Failure modes I wanted the software to catch
The bench failures are simple, but they are exactly the kind that waste time.
An unpowered DDS module accepts every GPIO sequence from the Pi and produces no output. The chip has no readback, so software cannot tell the difference between a successful load into a powered device and forty bits clocked into a dead rail. The practical rule is boring and useful: when all outputs are flat, check 3.3 V and common ground first.
Reset is another trap. After reset, the AD9850 returns to parallel mode. If the driver assumes serial mode survived, it will shift forty good serial bits into a chip that is interpreting the bus as parallel data. The tool tracks that reset happened and re-enters serial mode before the next serial load.
The analog outputs can mislead too. The comparator square outputs are better for frequency counting because they give the scope clean edges. Counting the sine output directly can wobble from measurement gating and make a correct tuning word look suspicious.

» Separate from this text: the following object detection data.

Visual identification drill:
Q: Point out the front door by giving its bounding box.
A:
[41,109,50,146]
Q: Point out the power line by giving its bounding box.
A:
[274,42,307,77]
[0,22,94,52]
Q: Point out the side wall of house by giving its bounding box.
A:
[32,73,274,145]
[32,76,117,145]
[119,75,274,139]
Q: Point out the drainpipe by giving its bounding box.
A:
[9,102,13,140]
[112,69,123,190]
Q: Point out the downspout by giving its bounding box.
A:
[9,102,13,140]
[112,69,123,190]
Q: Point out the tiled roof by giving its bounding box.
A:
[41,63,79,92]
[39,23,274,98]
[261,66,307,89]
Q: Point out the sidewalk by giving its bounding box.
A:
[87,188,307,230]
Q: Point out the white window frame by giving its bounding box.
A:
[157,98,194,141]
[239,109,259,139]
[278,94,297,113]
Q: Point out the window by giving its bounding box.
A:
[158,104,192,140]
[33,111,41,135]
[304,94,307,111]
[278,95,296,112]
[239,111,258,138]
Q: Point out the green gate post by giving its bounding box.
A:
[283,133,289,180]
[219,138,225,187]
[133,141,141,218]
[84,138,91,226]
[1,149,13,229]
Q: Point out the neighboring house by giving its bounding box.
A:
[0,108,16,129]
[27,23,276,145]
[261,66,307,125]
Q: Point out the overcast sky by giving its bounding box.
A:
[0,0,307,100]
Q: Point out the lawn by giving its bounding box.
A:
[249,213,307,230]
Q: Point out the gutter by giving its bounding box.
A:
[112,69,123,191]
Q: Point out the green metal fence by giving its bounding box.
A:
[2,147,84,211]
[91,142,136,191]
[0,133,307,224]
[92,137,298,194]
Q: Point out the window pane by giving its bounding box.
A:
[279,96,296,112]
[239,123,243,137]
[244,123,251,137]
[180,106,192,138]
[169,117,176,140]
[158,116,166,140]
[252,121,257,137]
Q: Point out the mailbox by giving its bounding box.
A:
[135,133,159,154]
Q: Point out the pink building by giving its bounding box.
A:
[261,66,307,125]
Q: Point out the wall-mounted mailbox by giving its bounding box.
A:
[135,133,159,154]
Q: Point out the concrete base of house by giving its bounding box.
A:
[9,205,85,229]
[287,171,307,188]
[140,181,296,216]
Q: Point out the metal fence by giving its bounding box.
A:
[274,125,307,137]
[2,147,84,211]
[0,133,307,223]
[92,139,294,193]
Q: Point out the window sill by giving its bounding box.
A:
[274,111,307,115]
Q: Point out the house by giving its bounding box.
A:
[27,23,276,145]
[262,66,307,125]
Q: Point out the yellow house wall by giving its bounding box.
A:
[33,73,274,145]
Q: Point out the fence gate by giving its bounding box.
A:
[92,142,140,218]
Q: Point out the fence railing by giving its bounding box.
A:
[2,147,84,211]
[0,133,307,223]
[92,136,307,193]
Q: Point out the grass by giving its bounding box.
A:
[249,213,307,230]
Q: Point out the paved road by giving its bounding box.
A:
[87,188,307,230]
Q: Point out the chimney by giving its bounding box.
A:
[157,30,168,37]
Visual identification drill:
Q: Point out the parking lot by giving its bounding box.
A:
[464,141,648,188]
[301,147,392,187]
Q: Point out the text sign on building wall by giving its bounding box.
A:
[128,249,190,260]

The small potentiometer on the blue AD9850 module controls the comparator threshold, which shows up as square-wave duty cycle; for these tests I adjusted it close to 50 percent. If the square outputs are missing or ragged, that trimmer is the first thing to check. If one sine pin looks weak while the square outputs are fine, probe the other sine output before blaming the chip.
Those observations shaped the tool more than the happy path did. The driver keeps its own state, rejects dangerous W0 bits, reloads on explicit commands, warns on profile mismatches, re-enters serial mode after reset, and gives simulation output that can be compared against the command response.